El Rey reina, no gobierna. Esta antigua máxima monárquica. manida de puro evidente., ha sido el lema regularmente exhibido por los defensores de la Corona en su versión constitucional.Su sentido entronca con el de las monarquías y los reyes de la Europa de Occidente, desprovistos casi todos ellos de poderes, o de la tentación de usarlos cuando los tienen, y relegados o sublimados a un papel institucional y de arbitraje en las grandes ocasiones históricas. A decir verdad sin embargo, la máxima no ha sido siempre fielmente servida por los soberanos. No lo fue por Alfonso XIII en España, ni por Victor Manuel en la Italia fascista, o por Leopoldo en la Bélgica ocupada, ni más recientemente, por Constantino de Grecia. Todos ellos sucumbieron al deseo de ser beligerantes en decisiones políticas que dividían a sus pueblos. Y si en el proceso de las intenciones pueden ser absueltos, la Historia, de un modo u otro, ha emitido su veredicto contrario a esta actitud.

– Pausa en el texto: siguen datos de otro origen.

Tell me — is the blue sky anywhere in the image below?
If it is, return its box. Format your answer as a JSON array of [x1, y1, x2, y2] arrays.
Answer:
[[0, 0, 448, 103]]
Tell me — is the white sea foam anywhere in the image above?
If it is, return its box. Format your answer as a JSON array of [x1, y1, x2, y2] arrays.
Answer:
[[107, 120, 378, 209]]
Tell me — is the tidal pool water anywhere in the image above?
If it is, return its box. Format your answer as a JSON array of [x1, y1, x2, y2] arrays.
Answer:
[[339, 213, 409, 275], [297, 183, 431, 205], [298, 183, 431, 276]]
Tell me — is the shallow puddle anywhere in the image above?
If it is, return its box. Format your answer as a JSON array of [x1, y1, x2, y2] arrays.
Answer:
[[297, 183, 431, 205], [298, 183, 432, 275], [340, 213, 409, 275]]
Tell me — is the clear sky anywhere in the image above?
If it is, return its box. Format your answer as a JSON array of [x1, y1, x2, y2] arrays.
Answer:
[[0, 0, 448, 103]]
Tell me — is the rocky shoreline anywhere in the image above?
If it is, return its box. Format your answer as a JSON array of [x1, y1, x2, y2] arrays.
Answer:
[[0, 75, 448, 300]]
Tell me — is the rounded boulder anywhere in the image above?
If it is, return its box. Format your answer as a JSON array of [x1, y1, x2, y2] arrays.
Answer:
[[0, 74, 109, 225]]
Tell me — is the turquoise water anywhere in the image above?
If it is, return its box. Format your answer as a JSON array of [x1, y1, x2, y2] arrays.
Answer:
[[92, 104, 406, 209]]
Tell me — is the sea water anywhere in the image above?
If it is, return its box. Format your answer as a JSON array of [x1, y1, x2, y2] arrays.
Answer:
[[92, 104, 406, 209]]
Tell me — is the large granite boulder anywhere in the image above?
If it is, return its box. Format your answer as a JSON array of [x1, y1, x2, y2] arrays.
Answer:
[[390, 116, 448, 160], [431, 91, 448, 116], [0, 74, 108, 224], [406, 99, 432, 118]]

La memoria de España está plagada de ejemplos semejantes, y el siglo XIX y el primer tercio del XX son un buen modelo de la disposición que nuestros reyes tuvieron en el pasado a intervenir directamente en las cuestiones de la gobernación. Casi siempre esta afición tuvo su meta - y después su fin- en la entrega del poder a los militares y la búsqueda de una solución de fuerza a ¡os problemas de la política.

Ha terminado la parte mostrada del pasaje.